Ganze fünf 6mm Heatpipes - beim letzten Heatpipekühler des Herstellers SP97/SP94 waren es nur drei - sind beauftragt, die Wärme an der Kupferbodenplatte nach dem bekannten Verdampfungs-Kondensationsprinzip aufzunehmen und in den gut belüfteten Oberteil zu transportieren. Der dort befindliche, wellenartig geschwungene Lamellenverlauf unterstützt die optimale Luftstromausnutzung mit angemessener Abstandeinhaltung. Für Anhänger des peniblen Leiseseins legt Thermalright noch zwei so genannte "rubber strips" bei, welche an der Lüfterauflagestelle des Kühlkörpers festgeklebt werden, Vibrationen eindämmen und für festeren Halt des Ventilators am Kühlkörper sorgen sollen. Entgegen der multioptionalen Befestigung von Lüftern unterschiedlicher Kantenlänge bisheriger Thermalright Kühler, ist der XP-120 exklusiv für 120mm Fans ausgelegt. Die Befestigung dieser geschieht mit den bekannten Klammerdrähten auf sichere und einfache Art und Weise. Aus vorherigen Fabrikaten ist uns allerdings bekannt, dass diese Drähte bei sehr häufiger Benutzung und Konfigurationsänderung mit der Zeit etwas ihre Spannung verlieren können.

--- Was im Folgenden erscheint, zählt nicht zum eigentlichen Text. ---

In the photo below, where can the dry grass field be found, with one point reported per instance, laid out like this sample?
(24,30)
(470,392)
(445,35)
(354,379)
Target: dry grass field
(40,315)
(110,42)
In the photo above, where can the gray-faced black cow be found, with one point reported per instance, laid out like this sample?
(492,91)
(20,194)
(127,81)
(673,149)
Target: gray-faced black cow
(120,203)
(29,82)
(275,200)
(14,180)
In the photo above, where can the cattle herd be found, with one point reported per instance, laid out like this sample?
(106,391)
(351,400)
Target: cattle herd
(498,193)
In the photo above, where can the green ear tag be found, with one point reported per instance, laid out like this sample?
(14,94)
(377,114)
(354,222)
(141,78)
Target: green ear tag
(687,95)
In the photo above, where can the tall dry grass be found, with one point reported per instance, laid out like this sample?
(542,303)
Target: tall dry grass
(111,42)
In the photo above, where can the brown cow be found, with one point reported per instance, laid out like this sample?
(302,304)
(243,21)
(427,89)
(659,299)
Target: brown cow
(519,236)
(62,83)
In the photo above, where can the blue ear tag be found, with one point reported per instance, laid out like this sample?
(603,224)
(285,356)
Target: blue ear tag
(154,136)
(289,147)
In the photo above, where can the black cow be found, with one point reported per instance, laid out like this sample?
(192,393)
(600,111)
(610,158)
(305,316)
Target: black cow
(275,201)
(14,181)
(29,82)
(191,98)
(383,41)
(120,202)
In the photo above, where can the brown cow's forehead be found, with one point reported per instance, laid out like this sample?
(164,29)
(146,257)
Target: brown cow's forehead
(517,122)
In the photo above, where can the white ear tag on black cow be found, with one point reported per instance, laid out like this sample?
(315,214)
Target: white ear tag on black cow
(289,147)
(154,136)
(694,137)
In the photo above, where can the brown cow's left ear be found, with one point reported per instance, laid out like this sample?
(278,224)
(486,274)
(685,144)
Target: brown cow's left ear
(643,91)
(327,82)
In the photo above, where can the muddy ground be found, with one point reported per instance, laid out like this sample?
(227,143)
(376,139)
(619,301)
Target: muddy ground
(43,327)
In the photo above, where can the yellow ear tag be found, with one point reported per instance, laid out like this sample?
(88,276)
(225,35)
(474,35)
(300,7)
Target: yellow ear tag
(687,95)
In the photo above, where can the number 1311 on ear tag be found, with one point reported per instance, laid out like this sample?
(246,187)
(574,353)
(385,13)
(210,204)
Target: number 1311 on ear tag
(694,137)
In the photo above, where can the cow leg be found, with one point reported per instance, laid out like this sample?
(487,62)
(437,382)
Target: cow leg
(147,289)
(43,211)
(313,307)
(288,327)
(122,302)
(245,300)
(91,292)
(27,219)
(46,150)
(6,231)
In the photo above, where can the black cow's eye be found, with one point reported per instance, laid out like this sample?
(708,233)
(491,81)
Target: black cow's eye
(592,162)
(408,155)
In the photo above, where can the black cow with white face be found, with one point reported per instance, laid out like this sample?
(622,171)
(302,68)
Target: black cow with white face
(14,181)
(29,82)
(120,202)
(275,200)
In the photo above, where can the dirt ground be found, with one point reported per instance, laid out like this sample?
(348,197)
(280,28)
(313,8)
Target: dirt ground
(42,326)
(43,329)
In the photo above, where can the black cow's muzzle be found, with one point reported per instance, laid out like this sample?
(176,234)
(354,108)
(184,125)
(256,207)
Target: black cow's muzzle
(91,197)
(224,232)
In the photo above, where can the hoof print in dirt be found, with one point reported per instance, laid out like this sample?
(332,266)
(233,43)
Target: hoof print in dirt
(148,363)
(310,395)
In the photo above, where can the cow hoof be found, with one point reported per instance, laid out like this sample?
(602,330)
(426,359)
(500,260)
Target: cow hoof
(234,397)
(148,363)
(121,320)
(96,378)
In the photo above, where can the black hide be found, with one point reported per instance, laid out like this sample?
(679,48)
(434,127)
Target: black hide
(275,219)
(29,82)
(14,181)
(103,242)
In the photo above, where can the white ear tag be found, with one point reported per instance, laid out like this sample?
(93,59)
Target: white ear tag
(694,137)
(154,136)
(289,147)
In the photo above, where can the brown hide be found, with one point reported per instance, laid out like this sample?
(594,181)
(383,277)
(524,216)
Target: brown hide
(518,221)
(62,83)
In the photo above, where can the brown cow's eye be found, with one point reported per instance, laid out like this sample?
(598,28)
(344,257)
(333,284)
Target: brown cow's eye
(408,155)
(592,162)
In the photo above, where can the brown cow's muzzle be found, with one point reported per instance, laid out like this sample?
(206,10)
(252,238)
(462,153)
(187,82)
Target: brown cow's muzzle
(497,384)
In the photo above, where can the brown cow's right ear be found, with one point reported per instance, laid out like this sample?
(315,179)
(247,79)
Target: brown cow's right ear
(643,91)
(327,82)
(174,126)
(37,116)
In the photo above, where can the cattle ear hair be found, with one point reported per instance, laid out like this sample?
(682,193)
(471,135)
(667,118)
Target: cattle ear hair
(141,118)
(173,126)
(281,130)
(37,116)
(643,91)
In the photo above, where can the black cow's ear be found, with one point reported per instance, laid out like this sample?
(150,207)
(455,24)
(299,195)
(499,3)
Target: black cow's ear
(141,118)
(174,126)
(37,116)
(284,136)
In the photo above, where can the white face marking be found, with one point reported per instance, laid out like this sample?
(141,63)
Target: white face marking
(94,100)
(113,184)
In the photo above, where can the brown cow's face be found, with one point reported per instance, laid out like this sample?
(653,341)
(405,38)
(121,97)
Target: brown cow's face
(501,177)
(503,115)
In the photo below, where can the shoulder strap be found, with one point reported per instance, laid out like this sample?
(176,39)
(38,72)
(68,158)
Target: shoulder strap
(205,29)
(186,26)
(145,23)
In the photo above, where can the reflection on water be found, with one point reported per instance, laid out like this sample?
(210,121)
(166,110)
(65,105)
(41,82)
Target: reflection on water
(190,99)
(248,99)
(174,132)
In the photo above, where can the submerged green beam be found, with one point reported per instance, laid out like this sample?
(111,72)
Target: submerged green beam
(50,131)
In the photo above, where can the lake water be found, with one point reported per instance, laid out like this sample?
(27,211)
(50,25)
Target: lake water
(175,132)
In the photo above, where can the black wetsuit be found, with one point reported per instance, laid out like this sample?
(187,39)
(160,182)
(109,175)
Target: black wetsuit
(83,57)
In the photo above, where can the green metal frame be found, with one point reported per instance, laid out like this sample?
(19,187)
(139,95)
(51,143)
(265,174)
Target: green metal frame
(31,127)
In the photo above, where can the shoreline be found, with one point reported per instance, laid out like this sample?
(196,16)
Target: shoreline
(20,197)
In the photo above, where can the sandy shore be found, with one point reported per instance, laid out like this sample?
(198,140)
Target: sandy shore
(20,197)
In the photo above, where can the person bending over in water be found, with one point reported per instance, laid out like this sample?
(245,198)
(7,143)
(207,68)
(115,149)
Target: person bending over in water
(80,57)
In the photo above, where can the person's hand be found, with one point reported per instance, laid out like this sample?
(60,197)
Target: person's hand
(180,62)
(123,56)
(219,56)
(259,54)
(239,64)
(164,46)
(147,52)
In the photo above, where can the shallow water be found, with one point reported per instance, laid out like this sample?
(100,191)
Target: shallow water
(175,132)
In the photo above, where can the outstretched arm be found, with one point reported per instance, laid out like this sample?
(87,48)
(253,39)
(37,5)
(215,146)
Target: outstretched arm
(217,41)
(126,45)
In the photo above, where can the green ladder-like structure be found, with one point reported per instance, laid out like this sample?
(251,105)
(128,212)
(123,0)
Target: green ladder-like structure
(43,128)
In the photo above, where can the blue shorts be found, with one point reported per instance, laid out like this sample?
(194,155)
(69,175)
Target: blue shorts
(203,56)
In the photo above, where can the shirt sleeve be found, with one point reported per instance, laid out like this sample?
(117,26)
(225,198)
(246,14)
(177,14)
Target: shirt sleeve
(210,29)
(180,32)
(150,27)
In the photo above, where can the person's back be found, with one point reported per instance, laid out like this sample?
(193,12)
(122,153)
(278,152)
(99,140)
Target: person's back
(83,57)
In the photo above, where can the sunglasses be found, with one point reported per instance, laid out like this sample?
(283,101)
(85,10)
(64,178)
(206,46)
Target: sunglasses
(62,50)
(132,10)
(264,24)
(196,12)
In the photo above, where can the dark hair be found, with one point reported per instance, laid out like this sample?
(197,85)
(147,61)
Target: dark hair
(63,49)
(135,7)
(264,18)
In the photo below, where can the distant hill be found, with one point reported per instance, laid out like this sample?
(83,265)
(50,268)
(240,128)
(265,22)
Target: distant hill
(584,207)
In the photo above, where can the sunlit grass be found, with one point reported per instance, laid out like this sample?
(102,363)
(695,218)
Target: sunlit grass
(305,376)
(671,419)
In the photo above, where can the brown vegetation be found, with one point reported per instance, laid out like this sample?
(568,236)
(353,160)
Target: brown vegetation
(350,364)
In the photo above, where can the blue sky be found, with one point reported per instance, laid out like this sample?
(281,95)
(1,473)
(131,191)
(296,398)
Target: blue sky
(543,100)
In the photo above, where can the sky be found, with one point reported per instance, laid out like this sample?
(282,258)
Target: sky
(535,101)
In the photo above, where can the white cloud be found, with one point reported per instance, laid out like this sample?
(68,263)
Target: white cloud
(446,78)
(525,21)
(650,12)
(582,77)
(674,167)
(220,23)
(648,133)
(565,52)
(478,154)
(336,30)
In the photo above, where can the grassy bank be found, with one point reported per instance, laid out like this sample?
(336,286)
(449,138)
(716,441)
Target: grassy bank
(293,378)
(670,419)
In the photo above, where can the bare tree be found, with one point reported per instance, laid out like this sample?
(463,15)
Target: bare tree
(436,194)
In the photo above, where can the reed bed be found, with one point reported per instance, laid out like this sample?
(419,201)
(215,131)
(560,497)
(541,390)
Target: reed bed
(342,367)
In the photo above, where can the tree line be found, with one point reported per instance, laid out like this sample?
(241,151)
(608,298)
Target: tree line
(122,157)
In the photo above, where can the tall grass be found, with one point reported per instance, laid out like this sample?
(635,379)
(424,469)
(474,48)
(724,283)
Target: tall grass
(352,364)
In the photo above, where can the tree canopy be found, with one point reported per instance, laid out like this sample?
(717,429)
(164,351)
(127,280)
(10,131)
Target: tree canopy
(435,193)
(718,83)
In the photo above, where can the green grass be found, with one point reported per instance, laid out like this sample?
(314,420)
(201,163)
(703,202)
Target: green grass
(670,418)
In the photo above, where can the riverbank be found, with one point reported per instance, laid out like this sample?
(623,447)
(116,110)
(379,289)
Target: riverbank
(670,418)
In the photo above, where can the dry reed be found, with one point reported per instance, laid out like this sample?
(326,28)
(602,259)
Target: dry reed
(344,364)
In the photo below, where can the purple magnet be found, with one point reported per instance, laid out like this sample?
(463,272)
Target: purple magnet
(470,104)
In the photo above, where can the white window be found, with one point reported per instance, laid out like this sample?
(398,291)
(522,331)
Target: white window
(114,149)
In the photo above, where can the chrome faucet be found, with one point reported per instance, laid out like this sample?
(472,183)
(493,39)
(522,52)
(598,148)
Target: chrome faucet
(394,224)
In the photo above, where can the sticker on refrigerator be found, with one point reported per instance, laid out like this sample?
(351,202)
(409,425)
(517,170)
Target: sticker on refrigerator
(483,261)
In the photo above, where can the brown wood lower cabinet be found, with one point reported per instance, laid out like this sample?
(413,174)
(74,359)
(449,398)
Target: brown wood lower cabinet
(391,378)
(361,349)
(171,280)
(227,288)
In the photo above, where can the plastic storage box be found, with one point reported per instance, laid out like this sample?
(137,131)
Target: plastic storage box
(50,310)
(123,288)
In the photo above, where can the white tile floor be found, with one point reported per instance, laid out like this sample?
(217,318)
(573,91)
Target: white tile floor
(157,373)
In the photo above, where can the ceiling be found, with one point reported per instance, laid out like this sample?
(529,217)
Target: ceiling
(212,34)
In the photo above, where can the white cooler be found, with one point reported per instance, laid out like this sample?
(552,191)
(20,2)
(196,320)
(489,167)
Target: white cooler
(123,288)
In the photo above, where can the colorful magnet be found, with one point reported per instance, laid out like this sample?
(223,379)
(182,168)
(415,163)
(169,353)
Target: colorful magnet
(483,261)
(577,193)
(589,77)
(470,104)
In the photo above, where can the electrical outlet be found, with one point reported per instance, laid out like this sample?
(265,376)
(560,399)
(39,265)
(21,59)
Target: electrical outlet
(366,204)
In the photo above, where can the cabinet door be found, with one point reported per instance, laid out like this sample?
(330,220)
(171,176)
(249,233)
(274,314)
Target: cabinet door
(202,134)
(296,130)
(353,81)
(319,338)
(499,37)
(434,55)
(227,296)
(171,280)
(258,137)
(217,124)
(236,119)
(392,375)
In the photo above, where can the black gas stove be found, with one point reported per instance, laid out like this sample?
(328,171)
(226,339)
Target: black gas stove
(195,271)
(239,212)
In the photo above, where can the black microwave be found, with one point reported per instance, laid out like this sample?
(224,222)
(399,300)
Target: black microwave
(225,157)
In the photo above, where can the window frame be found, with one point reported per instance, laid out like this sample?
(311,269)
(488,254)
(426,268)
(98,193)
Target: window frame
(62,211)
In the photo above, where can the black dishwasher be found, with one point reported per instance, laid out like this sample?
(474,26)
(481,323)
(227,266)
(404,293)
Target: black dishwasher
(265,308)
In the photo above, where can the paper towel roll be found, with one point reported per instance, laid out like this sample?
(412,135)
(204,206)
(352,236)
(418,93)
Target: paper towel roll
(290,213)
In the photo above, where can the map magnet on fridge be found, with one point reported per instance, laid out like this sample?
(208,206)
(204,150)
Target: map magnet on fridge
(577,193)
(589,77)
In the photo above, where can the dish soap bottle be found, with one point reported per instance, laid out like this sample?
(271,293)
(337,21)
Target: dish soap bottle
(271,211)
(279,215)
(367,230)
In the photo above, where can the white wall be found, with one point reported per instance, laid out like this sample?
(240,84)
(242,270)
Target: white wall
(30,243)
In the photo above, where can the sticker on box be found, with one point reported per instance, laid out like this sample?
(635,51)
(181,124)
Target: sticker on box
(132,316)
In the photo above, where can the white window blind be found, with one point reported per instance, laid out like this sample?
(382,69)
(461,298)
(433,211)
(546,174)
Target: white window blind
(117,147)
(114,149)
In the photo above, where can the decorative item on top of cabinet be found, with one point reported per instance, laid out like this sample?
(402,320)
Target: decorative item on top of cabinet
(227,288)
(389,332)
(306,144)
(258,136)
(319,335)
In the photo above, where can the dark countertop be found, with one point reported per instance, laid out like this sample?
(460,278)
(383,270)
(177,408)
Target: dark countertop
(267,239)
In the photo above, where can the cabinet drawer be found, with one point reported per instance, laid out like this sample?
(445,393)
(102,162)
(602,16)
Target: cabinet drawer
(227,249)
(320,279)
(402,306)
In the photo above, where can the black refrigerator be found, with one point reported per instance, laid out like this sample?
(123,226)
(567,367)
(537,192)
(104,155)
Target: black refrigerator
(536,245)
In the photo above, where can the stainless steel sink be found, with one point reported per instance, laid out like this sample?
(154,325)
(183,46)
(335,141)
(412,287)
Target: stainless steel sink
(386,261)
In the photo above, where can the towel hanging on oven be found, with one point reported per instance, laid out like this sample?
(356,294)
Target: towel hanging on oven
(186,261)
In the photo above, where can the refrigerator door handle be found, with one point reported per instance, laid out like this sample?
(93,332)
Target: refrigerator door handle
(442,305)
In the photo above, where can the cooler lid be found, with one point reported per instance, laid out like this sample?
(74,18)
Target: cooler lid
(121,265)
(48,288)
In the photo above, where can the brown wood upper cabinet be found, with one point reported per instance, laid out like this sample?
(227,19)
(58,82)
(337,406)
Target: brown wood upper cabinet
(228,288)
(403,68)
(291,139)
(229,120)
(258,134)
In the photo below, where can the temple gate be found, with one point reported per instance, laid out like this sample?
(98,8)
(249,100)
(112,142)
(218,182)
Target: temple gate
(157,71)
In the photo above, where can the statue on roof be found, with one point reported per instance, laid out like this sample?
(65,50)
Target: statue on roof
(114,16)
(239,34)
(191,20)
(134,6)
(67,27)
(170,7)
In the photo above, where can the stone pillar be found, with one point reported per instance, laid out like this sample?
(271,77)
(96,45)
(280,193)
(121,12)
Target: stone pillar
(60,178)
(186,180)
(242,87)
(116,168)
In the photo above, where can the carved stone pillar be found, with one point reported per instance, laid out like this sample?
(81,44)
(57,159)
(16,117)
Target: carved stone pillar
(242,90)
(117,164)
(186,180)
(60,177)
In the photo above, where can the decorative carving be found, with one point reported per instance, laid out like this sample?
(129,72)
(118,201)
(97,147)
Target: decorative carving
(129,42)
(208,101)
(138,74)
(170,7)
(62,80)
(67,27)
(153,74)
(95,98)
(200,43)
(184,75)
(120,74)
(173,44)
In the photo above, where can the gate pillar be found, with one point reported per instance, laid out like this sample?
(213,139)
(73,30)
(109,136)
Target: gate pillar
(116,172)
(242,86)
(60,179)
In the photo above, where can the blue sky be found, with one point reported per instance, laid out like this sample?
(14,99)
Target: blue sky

Beim normalen Gebrauch dürften aber keinerlei Ermüdungserscheinungen auftreten. Erfreulich ist, dass die Bauhöhe des eingesetzten Lüfters keinerlei Beschränkungen unterliegt (in Dtl. sind 120mm Lüfter ohnehin fast ausschließlich 25mm hoch), da die Klammern in die unteren Bohrungen greifen. Dies schließt allerdings gleichzeitig die problemlose Montage von seltenen Lüftern aus, deren gegenüberliegende Bohrlöcher nicht offen liegen, sondern durch eine Plastikhülse miteinander verbunden sind (u.a. Modelle von Sharkoon, MRComputertechnik). 
Der Verarbeitung des XP-120 kann man nichts Negatives nachsagen, denn hier wurde in gewohnter und in Anbetracht des stattlichen Preises erwarteter Thermalright Qualität zu Werke gegangen. Einzig und allein das schwach glänzende Nickelkleid zeigt sich bei zu exzessiver Fettfinger-"Behandlung" etwas nachtragend.